Bishop Mike Hill–"The Church of England"… stands "at a critical moment in history"

…the challenge to be a Church with a mission to the nation grows more complex as society and communities change, and the size, strength and make-up of our churches also change.

50 years ago churches largely reflected the demographics of their context; today they are markedly different. Put simply, churches have not successfully retained young people as they move into adulthood.

Numbers attending Church of England services have declined at an average rate of 1% a year in recent decades. In any given week, less than 2% of the overall population attend our churches. In some areas, particularly outer estates and the inner city, this is less than 1%. The age profile of our membership is now significantly older than that of the population.
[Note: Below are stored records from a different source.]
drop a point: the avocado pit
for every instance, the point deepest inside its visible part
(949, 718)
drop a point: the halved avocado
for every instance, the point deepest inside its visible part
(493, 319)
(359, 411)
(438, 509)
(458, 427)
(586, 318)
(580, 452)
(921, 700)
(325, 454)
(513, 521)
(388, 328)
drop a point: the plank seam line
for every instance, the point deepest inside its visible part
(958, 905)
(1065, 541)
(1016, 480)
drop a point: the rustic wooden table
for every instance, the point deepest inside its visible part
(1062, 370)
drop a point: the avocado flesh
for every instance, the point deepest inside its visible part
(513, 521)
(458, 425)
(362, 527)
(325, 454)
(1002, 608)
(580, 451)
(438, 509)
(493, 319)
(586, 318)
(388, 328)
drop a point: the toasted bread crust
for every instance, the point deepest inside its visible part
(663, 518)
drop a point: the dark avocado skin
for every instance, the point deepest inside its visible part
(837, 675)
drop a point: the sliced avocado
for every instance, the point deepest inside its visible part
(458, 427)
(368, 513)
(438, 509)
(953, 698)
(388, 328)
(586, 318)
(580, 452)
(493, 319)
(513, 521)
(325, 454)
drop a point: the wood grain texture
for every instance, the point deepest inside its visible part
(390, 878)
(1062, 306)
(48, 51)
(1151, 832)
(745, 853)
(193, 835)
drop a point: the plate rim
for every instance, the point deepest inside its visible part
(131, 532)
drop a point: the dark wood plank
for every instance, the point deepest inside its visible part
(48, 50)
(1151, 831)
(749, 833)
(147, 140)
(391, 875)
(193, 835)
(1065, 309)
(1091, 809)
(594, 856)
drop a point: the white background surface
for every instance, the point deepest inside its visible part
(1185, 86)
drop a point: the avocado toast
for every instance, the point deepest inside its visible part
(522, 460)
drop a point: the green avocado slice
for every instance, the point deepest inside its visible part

As I said in my Synod address in December, the harsh truth is that there is a massive cultural gap between what we do in our churches and the subcultures amongst whom we dwell.

Read it all.


Posted in * Anglican - Episcopal, * Christian Life / Church Life, * Culture-Watch, * International News & Commentary, Anglican Provinces, Church of England (CoE), CoE Bishops, England / UK, Parish Ministry, Religion & Culture, Theology

3 comments on “Bishop Mike Hill–"The Church of England"… stands "at a critical moment in history"

  1. Terry Tee says:

    A sense of urgency and purpose here. Yet I found myself hesitating at this: the assumptions of Christendom must be re-imagined for a post Christian society. First of all, assumptions rather undermines our sense of having truth to share. But that may be no more than an unfortunate choice of word. The more serious question around this is one that I struggle with myself and have no clear answer:
    Do we speak to the new generation by seeking fresh ways to convey the gospel that will make sense in terms of their culture?
    Or do we accept that to be a Christian will always require, in this present age, that we are counter-cultural?
    The first choice seems to me to imply a larger, more fluid church, open to the culture around it, but thin in Christian teaching. The second choice is a smaller, more focussed discipleship, hoping to be leaven in the dough.
    Do young people want something different, something that cuts across their world? Or do they need to hear the words of faith spoken in images and ideas and words that come from within their own cultural framework?
    I struggle with this question in my own ministry, as I feel more and more the cultural gulf that separates me from young people. I do not even know what they are thinking, let alone understand it.

  2. Kendall Harmon says:

    Good comments, Terry.

    It sure was nice to read “a sense of urgency and purpose.” I confess to longing to see more of that in the C of E.

  3. Pb says:

    Christianity at its heart is counter cultural i. e. the world. It is a new kingdom. I do not see why this message would not resonate in a world that is coming apart. There are churches who teach this and they are growing. I do not believe our culture brings fulfillment. Our culture is not that different from the first century with regard to Christianity.